As deficits and the country’s debt burden grew, governments just kept on borrowing – borrowing to meet their obligations in terms of wages and pensions, borrowing to import more than Greece exported, borrowing to pay off previous debts. There was no effort to break the borrowing habit. In addition, membership of the eurozone brought monetary stability and historically low interest rates, prompting a massive boom in mortgages and consumer loans, which hid the economy’s underlying weaknesses.
The late Andreas Papandreou’s strategy in the 1980s was to give the disenfranchised, who formed the bulk of PASOK’s voters, a shot at living like the middle class. If this meant throwing European assistance and subsidies around like political favors and giving pensions to people who had never contributed to social security (such as farmers), then so be it. At last, all those who had been shut out by the right-wing establishment which triumphed in the Civil War in 1946-49 – and which was thoroughly discredited by the dictatorship of 1967-74 – would get to share in the wealth of the nation.
The fact that this new middle class was founded on wealth that the country was not producing meant that the economy broke free from all logic and went into its own orbit. PASOK established the National Health System and poured money into education but it also undermined the gains by destroying any semblance of hierarchy, accountability and recognition of merit in the public sector. "
March 2, 2010
Is Greece now a protectorate of the EU?EU Power
The EU argument is that the insolvency of one member threatens to crash the whole system for all, and with other countries approaching the same instability as Greece (Portugal and Spain specifically) getting Athens back on its feet (or at least its knees) is a pressing matter. Disciplining all three at once is going to be more than their system can support. So the May 15 deadline on Greek implementation isn't arbitrary.
Meanwhile, market speculators are making money off of the Greek debacle (something noted by Greek news writers and by Papandreou himself). This is setting the stage for a whole new round of regulatory controls within the EU:
"If the Greeks hold on to the strict parameters and the markets continue to speculate against Greece, we will not let them just march through," Jean-Claude Juncker, Luxembourg's prime minister, told Germany's Handelsblatt newspaper. "We have the torture equipment in the cellar, and we will show them if needed."
From the Financial Times online
Can the EU financial system absorb strangulation of some of its most basic investment methods? Financial collapse could force the EU toward command-and-control procedures that have been the nightmare of the more libertarian minded of EU observers.
The Future of the West?
I have heard and read repeated use of Greece as an example of the entire "European Future," and the especially the future of the United States, heavily indebted to China. But the socialist Greek system isn't the same as the one in Washington DC. But there is one feature shared by all of the countries either in crisis or scheduled to fall into financial crisis: heavy debt spending.

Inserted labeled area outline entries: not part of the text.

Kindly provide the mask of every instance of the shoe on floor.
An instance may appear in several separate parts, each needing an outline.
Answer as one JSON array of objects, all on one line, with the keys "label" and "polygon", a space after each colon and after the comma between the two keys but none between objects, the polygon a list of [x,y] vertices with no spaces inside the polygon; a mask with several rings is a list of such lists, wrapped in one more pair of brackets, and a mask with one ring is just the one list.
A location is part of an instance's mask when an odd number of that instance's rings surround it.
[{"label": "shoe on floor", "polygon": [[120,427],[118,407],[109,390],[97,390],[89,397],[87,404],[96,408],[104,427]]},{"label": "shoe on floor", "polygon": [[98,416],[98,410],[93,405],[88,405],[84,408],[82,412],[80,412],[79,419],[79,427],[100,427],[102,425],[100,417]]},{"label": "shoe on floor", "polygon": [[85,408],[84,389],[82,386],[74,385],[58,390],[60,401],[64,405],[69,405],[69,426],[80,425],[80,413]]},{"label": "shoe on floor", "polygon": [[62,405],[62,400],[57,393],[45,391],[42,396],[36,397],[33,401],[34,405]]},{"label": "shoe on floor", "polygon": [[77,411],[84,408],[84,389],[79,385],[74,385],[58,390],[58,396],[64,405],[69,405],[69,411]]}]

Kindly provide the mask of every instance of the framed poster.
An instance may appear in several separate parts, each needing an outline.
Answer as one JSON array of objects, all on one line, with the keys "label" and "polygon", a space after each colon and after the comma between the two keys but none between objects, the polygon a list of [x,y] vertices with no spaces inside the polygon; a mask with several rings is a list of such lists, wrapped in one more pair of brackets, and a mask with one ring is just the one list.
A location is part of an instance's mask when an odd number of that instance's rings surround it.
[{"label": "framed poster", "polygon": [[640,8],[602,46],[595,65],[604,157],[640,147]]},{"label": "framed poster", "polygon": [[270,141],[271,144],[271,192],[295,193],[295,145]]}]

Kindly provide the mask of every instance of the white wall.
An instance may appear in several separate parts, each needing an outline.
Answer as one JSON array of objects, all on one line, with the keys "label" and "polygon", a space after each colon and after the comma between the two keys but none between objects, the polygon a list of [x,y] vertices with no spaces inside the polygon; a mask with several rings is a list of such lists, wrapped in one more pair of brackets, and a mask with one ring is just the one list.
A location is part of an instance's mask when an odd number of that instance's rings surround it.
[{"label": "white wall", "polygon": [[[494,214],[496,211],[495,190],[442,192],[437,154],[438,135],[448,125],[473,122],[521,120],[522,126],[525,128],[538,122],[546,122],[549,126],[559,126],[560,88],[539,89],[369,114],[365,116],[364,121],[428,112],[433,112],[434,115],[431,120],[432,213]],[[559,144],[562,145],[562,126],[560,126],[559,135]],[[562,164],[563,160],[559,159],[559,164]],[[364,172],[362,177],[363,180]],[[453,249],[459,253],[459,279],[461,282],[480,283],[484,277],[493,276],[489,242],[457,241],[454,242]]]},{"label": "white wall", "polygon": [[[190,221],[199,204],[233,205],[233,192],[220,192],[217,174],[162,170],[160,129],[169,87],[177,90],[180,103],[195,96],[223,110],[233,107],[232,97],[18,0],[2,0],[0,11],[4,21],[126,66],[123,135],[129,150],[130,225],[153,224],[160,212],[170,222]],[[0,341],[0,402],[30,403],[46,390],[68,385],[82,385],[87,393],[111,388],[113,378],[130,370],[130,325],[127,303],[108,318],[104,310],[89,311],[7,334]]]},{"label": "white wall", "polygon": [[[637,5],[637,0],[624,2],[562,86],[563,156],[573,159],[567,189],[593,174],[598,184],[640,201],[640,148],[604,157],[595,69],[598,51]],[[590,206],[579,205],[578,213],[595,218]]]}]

Falsifying the numbers seems to have been the final straw in the struggles between Greece and the EU. But who is going to "pull rank" on the United States? Or even the larger EU states?
More News Updates:
Swapping Blame In Athens Once again, national governments would rather vilify financiers than face up to their own mismanagement. - Wall Street Journal: (Contains this humor: "At this point, "news" about Greece's manipulation of its budget and deficit figures is about as shocking as the fact that there was gambling in Rick's cafe.")
New Austerity Measures - Wall Street Journal: "The Greek government is expected to outline a new austerity package of about €4 billion ($5.42 billion) on Wednesday in an effort to cut its huge budget deficit by four percentage points this year, government officials said Tuesday."
Wall Street Journal has a whole page section devoted to the Greek debt crisis.
Feb 25, 2010 News Updates
Greece Paralyzed in nationwide strikes - Wall Street Journal
Currency Swaps allowed Greek government to hide billions in debt - Financial Times Online
EU threatens to remove Greek sovereignty over tax and spend policies - UK Telegraph
Fuel shortages follow countrywide strikes against austerity measures - Yahoo news / AP
POLL: 75% of Greeks against strikes until crisis over - Reuters
Greek welfare state in ruins - Washington Post opinion piece by Robert J. Samuelson:
"What's happening in Greece speaks to two larger issues affecting hundreds of millions of people everywhere: the future of the welfare state and the fate of Europe's single currency -- the euro. The meaning of Greece transcends high finance.
Every advanced society, including the United States, has a welfare state. Though details differ, their purposes are similar: to support the unemployed, poor, disabled and aged. All welfare states face similar problems: burgeoning costs as populations age; an over-reliance on debt financing; and pressures to reduce borrowing that create pressures to cut welfare spending. High debt and the welfare state are at odds."
Feb 13, 2010
Why contain Greek crisis?
From the Wall Street Journal: Why did Europe blink? By Simon Nixon:
"The decision by European leaders to offer Greece support, albeit unspecified, likely owed more to fears for the weakened European banking system and its ability to supply credit to a fragile recovery than fraternal concern for a struggling neighbor.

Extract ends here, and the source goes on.